Treatment and prevention of thrombocytosis
The testimony for treatment is required to be discussed with each member of a family affected by this ailment, depending on the presence of additional risk of thrombosis (vascular pathology, heart disease, the availability of testimony to bed regime, as well as biological factors predisposing to thrombosis). A lot of important role in the treatment of thrombocytosis plays the amount of platelets and the tolerance of the disease to treatment.

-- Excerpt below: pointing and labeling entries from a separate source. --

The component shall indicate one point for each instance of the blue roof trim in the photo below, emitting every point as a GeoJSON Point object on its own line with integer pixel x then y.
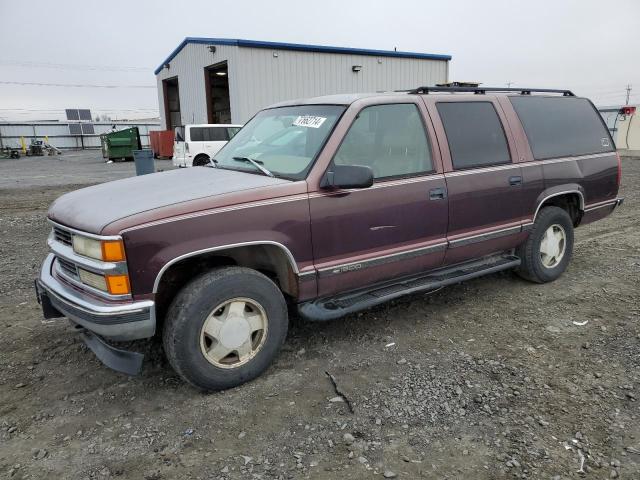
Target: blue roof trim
{"type": "Point", "coordinates": [298, 47]}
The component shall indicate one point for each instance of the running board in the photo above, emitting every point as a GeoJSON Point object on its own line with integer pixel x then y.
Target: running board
{"type": "Point", "coordinates": [331, 308]}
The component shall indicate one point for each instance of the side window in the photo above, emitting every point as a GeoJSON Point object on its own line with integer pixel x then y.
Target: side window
{"type": "Point", "coordinates": [196, 134]}
{"type": "Point", "coordinates": [474, 134]}
{"type": "Point", "coordinates": [391, 139]}
{"type": "Point", "coordinates": [561, 126]}
{"type": "Point", "coordinates": [217, 134]}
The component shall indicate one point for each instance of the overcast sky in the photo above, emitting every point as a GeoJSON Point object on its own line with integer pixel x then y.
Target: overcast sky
{"type": "Point", "coordinates": [589, 46]}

Treatment of thrombocytosis is carried out by myelosan, myelobromol and other cytostatic drugs for several weeks before normalizing the number of platelets. With disorders in the microcirculatory line, antiagregants are prescribed (acetylsalicylic acid, Trental and DR.). Antiagregants - substances that oppress the process of platelet aggregation and red blood cells, that is, reduce their ability to gluing and sticking to the vascular wall. Reducing the surface tension of the erythrocyte membranes, they facilitate their deformation when passing through the capillaries and improve «fluidity» blood. Antiagregants are capable not only to warn the aggregation, but also cause a disaggregation of already aggregated blood plates. Apply them to prevent the formation of thrombus.
In some cases, thrombocytosis can flow for a long time without pronounced external symptoms (with a small thrombocytosis and without thrombohemorgic complications), while not required treatment. The forecast in this case is relatively favorable.
Introduction The prevention of thrombosis aspirin requires discussion with respect to each patient depending on the violations of platelet aggregation.